The authors cite unfavorable family environment, tough neighborhoods, and poor living conditions as the factors that most influence the perpetrators of crime and contend that women who exercise their right to choose abortion tend to make good decisions, as shown by the drop in crime rate. However, the authors did not make a stand on the issue of abortion. As Levitt states, "morality represents the way people would like the world to work, whereas economics represents how it actually should work."


[edit] CHAPTER 5: What Makes a Perfect Parent?

This chapter answers not only the question of "what makes a perfect parent?" but also raises the question, "which is most dangerous for a child, a backyard swimming pool or playing with a gun?"

When Levitt lost his infant son to meningitis years prior to the publication of his book, he sought guidance and counseling from some support groups for bereaved parents. In the process, he observed that there is a remarkable number of parents who lost their child in the backyard swimming pool. This led him to further investigate the phenomenon. What he found out provides a startling revelation, a child is more likely to die in a backyard swimming pool than playing with a gun.

In his succeeding research topics, Levitt explores other aspects of parenting and what constitutes parenting techniques that produce positive results. Again, through his unconventional observation and unemotional and non-judgmental analysis, he was able to posit another controversial hypothesis: the socioeconomic status of parents, as well as their educational attainment, are more of the major contributing factors to children getting above average results in standardized tests than what parents actually do in rearing their children as suggested by experts, like reading stories. Levitt concludes this chapter by bringing up another sensational observation: adopted children are more likely to get higher scores in standardized tests than their non-adopted siblings.

This chapter substantiates what Levitt and Dubner had already demonstrated in Chapter 3 of the book -- that conventional wisdom is not always right.


[edit] CHAPTER 6: Perfect Parenting, Part II; or Would a Roshanda by Any Other Name Smell as Sweet?

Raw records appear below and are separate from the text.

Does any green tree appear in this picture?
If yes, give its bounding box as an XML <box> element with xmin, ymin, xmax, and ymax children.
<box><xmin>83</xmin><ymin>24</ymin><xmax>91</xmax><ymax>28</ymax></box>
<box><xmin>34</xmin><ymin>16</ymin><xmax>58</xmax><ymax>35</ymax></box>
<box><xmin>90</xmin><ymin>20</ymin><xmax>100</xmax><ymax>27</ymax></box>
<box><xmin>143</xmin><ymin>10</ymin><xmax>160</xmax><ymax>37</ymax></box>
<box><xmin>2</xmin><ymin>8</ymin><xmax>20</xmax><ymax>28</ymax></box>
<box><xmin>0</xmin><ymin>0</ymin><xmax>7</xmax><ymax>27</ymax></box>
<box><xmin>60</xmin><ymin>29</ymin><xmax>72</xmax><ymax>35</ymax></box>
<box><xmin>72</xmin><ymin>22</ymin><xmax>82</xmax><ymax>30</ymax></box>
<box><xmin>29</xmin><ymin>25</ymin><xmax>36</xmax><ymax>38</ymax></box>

The main theme of this chapter circles around the prevailing African-American culture in the United States. The authors’ observation, backed up by statistical data from California registry of births, is that individuals with distinctively black-sounding names tend to achieve lower attainment with regard to education, social class, and economic status compared to non-black-sounding names. According to Levitt, their study revealed that the name "Wayne" tends to have dark connotations and is frequently associated with criminal behavior.

As in the previous chapters, Levitt and Dubner try to answer one or more controversial questions in their own unconventional way. In this chapter, they try to shed light on the socio-political question, "does the prevailing black culture in America reflect the economic gap between white and black people or has it caused the gap to widen?"

To end the chapter on a less-radical note, the authors track and try to give explanation to how previously obscure names become popular among white Americans.

All in all, this book succeeds in sending its message across to all people, in any social and economic class, that if we only know how to ask the right questions, "the modern world, despite a surfeit of obfuscation, complication, and downright deceit, is not impenetrable, is not unknowable... All it takes is a new way of looking."